Re: The End of the String as We Know It

2007-04-12 09:03 • by Mohammed (unregistered)
Strings suck. We should all use integers.

Re: The End of the String as We Know It

2007-04-12 09:07 • by DOA (unregistered)
131599 in reply to 131598
Mohammed:
Strings suck. We should all use integers.

integers suck, we should all use booleans

Re: The End of the String as We Know It

2007-04-12 09:08 • by Piet (unregistered)
131600 in reply to 131599
Booleans suck, we should all use arrays of bits

Re: The End of the String as We Know It

2007-04-12 09:09 • by dennis (unregistered)
131601 in reply to 131598
> Strings suck. We should all use integers.

I agree, and in fact I always use that approach. So, instead of having the string "FOO" in my code, I have a little array of integers: 70, 79, 79.

To save on memory, I make each integer only 8 bits wide.

I also find it's convenient to mark the end of the list of integers by having an array element containing the integer 0.

Re: The End of the String as We Know It

2007-04-12 09:12 • by ok (unregistered)
131602 in reply to 131600
Why use bits? Use unary digits...

ok.

CAPTCHA: ewww! (as in C)

Re: The End of the String as We Know It

2007-04-12 09:18 • by fennec
C-strings are, in fact, a very good representation for string data in those situations where your program is not actually, you know, manipulating string data. They're great for printf() formatting messages, error messages, interface messages, and such, though.

Re: The End of the String as We Know It

2007-04-12 09:20 • by bobday
131606 in reply to 131604
fennec:
C-strings are, in fact, a very good representation for string data in those situations where your program is not actually, you know, manipulating string data.
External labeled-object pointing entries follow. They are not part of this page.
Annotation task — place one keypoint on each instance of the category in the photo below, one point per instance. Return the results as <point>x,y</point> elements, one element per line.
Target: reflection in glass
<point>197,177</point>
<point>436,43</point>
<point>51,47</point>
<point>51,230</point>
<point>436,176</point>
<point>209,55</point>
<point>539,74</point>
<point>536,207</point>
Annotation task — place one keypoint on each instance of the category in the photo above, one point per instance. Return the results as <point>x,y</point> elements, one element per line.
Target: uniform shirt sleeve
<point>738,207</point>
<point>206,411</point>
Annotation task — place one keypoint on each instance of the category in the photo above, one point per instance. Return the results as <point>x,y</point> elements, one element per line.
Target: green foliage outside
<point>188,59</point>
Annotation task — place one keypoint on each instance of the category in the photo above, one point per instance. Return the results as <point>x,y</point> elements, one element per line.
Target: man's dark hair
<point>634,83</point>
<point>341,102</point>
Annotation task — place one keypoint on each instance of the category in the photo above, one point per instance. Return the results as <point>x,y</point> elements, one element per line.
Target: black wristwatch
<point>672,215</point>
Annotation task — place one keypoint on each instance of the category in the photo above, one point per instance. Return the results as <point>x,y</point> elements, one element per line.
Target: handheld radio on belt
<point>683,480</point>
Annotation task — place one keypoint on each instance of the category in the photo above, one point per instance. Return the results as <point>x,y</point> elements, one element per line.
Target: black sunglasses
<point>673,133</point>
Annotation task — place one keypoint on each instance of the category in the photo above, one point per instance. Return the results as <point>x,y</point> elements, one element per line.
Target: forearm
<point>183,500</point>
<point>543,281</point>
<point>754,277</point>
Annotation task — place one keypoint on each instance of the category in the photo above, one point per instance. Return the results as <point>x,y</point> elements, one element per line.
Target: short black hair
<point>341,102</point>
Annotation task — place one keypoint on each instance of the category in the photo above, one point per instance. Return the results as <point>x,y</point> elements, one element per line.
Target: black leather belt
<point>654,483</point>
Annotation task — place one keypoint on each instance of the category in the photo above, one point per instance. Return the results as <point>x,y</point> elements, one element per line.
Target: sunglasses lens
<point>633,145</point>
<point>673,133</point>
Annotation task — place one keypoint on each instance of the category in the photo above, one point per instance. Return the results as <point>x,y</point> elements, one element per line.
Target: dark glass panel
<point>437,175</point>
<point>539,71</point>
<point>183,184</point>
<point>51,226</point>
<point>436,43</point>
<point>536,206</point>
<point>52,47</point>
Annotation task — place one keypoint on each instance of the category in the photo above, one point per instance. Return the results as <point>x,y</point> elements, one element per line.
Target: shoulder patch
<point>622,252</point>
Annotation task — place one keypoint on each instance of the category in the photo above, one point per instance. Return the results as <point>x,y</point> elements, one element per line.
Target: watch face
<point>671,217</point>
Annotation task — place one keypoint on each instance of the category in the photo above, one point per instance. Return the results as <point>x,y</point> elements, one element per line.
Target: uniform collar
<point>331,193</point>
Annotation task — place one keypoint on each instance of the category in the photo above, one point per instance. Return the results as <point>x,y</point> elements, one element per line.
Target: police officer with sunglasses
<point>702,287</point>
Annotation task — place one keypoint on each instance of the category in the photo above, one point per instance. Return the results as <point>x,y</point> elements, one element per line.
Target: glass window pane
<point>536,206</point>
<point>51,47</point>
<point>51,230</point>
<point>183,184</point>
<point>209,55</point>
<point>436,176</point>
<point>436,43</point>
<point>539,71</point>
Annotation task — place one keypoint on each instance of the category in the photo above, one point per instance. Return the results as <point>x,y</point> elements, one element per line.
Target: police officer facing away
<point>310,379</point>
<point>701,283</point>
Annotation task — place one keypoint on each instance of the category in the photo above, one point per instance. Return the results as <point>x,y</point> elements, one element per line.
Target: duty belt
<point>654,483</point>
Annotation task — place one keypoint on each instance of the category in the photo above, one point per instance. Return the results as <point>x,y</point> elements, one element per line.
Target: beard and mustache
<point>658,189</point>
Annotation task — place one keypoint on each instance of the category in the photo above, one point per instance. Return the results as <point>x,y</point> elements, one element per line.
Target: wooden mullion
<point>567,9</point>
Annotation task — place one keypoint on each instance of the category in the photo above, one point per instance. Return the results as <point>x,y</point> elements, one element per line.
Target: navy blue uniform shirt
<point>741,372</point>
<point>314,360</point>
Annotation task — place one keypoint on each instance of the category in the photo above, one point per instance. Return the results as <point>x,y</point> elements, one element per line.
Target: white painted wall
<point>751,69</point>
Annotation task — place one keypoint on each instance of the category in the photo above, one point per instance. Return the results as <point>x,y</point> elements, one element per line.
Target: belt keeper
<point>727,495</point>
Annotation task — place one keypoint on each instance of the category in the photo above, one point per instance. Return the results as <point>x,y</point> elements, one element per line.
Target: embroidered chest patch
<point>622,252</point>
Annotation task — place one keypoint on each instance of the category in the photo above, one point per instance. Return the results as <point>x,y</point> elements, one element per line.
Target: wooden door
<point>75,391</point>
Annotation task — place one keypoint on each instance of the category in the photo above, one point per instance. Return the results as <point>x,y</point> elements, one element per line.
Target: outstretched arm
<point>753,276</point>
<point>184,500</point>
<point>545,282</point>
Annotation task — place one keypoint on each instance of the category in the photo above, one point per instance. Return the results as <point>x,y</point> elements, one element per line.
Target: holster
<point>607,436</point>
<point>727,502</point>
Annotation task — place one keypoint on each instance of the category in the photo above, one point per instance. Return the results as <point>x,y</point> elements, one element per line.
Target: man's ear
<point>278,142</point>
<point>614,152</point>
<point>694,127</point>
They're great for printf() formatting messages, error messages, interface messages, and such, though.

Wicked

Re: The End of the String as We Know It

2007-04-12 09:25 • by mav (unregistered)
I'm ok with C strings.

Looks like our WTF today is using strlen instead of sizeof. A pretty common mistake...

Re: The End of the String as We Know It

2007-04-12 09:26 • by Mike5 (unregistered)
131608 in reply to 131606
bobday:
fennec:
C-strings are, in fact, a very good representation for string data in those situations where your program is not actually, you know, manipulating string data. They're great for printf() formatting messages, error messages, interface messages, and such, though.

Wicked

Jungle is massive

captcha: tacos - mmmmm....

Re: The End of the String as We Know It

2007-04-12 09:27 • by An apprentice (unregistered)
131609 in reply to 131598
Mohammed:
Strings suck. We should all use integers.
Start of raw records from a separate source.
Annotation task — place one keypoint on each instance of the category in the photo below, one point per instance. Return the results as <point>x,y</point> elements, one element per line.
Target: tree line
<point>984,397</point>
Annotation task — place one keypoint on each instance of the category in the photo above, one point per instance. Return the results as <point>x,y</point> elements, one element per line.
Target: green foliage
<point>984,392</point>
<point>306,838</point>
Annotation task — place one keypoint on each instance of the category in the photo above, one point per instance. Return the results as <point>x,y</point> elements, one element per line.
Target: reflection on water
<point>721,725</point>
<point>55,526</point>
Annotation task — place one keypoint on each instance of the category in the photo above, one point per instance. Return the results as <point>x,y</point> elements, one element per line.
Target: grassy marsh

Wrong. We should use strings for everything. Integers are just a special case of strings after all.

Re: The End of the String as We Know It

2007-04-12 09:29 • by snoofle (unregistered)
131610 in reply to 131607

int i = 0;
switch (i) {
case 0: ...; break;
case 1: <error>; break;
case FILE_NOT_FOUND: ...
}

Re: The End of the String as We Know It

2007-04-12 09:32 • by lazybutregistereduser (unregistered)
131611 in reply to 131604
because printf doesn't need to manipulate anything...

if memcpy() is involved (even hidden away in a standard library function like printf()), nul-terminated strings are not the best option. ie: not the best option, even if standards make them the only option.

but think about the alternative:
VCHAR8, VCHAR16, VCHAR32, VCHAR64, VCHAR128? "How much space do you really need. Choose now!"

And then you might want an extra byte at the beginning to tell you how many lead bytes you're using.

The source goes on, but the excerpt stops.